CUIDAROS VOSOTRAS, PARA QUE PODÁIS CUIDARNOS A NOSOTROS. DÍA 12 #pandemicseries

Photos by Beatriz Moya

CUIDAROS VOSOTRAS, PARA QUE PODÁIS CUIDARNOS A NOSOTROS.
DÍA 12
#pandemicseries

Hoy voy a contarles una historia que no me pertenece, pero creo que es de justicia que conozcan. Y es que a 180km de Madrid hay menos voces, pero también se escuchan gritos.

Con unos 102 habitantes amanece Malpartida de Corneja, en Ávila. Allí normalmente se dispensan medicamentos en una pequeña farmacia para una comunidad bastante longeva. También los 7 pueblos de alrededor recurren a este establecimiento, ya que por la poca afluencia en sus calles, tan sólo el autobús hace de la ruta escolar un trasiego juvenil.
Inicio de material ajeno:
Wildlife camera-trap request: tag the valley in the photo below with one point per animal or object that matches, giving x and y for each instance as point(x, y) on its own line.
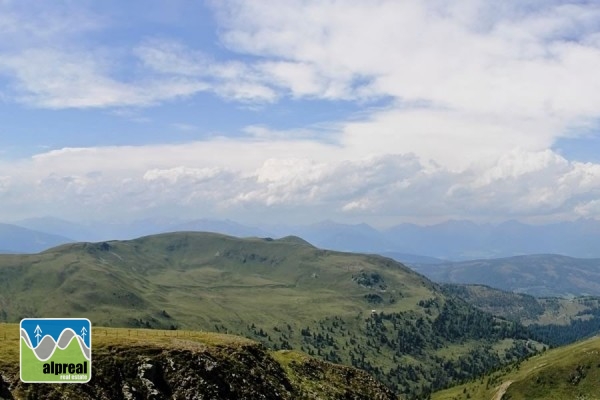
point(364, 311)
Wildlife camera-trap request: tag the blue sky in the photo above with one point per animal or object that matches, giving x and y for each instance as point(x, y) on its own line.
point(298, 111)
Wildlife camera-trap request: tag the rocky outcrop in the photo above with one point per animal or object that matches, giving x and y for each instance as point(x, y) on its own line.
point(243, 371)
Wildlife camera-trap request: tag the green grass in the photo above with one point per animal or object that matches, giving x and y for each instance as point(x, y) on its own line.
point(267, 290)
point(569, 372)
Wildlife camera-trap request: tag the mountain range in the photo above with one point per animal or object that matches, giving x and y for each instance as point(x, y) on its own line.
point(542, 275)
point(447, 241)
point(361, 310)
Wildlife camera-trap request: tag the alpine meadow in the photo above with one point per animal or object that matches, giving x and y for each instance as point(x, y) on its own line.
point(300, 199)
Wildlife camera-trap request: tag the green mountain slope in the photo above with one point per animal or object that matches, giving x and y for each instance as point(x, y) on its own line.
point(554, 320)
point(130, 363)
point(569, 372)
point(545, 275)
point(361, 310)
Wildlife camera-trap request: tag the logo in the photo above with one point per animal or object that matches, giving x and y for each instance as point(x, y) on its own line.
point(56, 350)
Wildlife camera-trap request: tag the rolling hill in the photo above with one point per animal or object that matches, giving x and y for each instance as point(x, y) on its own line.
point(365, 311)
point(136, 363)
point(569, 372)
point(542, 275)
point(553, 320)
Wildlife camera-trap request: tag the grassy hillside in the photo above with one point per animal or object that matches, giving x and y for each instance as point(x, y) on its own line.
point(361, 310)
point(135, 363)
point(570, 372)
point(554, 320)
point(542, 275)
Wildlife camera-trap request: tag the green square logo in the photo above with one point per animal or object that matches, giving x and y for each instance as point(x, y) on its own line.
point(56, 350)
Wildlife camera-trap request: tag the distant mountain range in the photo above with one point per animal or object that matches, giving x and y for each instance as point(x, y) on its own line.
point(16, 239)
point(538, 275)
point(448, 241)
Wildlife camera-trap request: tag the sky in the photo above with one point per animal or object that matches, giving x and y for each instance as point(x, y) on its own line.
point(290, 112)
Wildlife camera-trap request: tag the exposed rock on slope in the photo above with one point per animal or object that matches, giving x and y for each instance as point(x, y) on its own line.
point(193, 370)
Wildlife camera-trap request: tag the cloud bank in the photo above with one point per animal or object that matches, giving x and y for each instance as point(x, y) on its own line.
point(474, 96)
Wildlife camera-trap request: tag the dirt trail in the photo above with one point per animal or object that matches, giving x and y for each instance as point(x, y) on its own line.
point(501, 390)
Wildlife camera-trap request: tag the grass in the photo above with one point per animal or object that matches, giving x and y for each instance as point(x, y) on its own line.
point(563, 373)
point(267, 290)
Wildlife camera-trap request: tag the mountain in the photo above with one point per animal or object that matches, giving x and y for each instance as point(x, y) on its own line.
point(136, 364)
point(225, 227)
point(552, 320)
point(569, 372)
point(343, 237)
point(16, 239)
point(539, 275)
point(61, 227)
point(365, 311)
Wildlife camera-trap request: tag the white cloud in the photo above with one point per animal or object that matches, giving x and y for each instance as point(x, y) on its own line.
point(471, 79)
point(194, 177)
point(477, 93)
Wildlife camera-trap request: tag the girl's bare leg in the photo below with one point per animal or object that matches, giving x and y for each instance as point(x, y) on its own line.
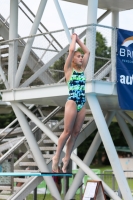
point(69, 120)
point(71, 140)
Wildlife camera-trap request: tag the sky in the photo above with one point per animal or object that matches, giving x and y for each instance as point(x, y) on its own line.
point(74, 14)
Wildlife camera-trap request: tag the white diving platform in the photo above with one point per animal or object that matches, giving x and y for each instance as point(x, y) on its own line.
point(108, 5)
point(56, 94)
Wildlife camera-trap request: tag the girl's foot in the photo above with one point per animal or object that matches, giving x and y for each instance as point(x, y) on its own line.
point(65, 164)
point(54, 164)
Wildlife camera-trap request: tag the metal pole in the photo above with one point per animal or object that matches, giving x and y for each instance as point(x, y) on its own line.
point(90, 173)
point(75, 158)
point(13, 46)
point(103, 16)
point(35, 150)
point(91, 37)
point(87, 160)
point(126, 132)
point(29, 43)
point(62, 20)
point(115, 23)
point(109, 146)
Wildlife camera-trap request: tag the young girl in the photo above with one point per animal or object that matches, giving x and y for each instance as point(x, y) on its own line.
point(75, 106)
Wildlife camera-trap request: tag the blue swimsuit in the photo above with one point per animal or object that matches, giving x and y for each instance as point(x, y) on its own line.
point(76, 86)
Bea, Montse y Leticia se organizaban ya a duras penas con anterioridad a la pandemia para repartir los medicamentos. Una de ellas, hacía ruta con el coche para recoger recetas mientras otra preparaba los pedidos. En unos sitios se quedaba en la plaza como punto de encuentro y en otros con más suerte de presumir de bar, se abastecían los requerimientos. O incluso vecinas como Catalina,  con casi 70 años y una voluntad de fusil, ayuda en su comunidad bajo el estandarte del fuerte protege al débil.

Así, como una familia que se conocen hasta los lunares, Bea me sigue dando nombres, apellidos y datos muy concretos. La noto muy congestionada. Pero está muy agradecida de que le ayude a contar la situación que vive y todo es disponibilidad en sus tiempos de descanso. La doy ánimos. Aunque sólo sirva de vaselina para su actitud.

Desde hace unos días, tras el confinamiento, los médicos dejaron de pasar consulta por miedo al contagio. Los vecinos dependientes de algunas medicaciones por la edad, recurren a esa farmacia cercana para pedir auxilio. Me cuentan cómo les ayudan por teléfono a buscar sus viejas recetas para identificar sus fármacos. Entre nervios e histeria. También como buena Madrileña, se queja de otros madrileños que arrasaron supermercados en estos pueblos y como a pesar de haber los primeros síntomas de coronavirus en la zona, no tienen apenas protección salvo la que se buscan por su cuenta, como  buenamente pueden. Olé vuestro coño. 

Apenas hay Parancetamol para dispensar por la pequeña ventana trasera de su negocio que además de salvar vidas, alivia los nervios del vecindario haciendo una magnifica labor social y psicológica.

Es difícil que un pueblo compita en un mercado sanitario en déficit frente a una gran ciudad. Por eso la única vacuna que han inventado en Malpartida de Corneja se llama voluntad. Bea, Montse y Leticia recorren en coche cada puerta dejando colgados los medicamentos de buzones, pomos o cualquier invento. Llaman a su familia de otra sangre por sus nombres y éstos les responden con apellidos. Aunque no den a basto, siguen conduciendo pasada su jornada y aunque me repita que es una auténtica locura de situación, congestionada, me sigue mandando notas de audio diciéndome lo precioso que es su trabajo. Me cago en la hostia puta.

El título que puse en esta serie es lo que dijo un vecino acerca del trabajo de esa farmacia rural de Malpartida de Corneja: “Por favor, cuidaros vosotras para que podáis cuidarnos a nosotros”. Me cago en la hostia puta otra vez. Esa es la gente que se necesita en tu equipo. Bravo Bea. Bravo Leti. Bravo Montse.

Dedicado a Victor, Tomás, Boni y Kika, Clara, Fermín, Abel, Bene, nuestra querida Cata y todo Malpartida. Hoy los gritos son para gente como vosotros.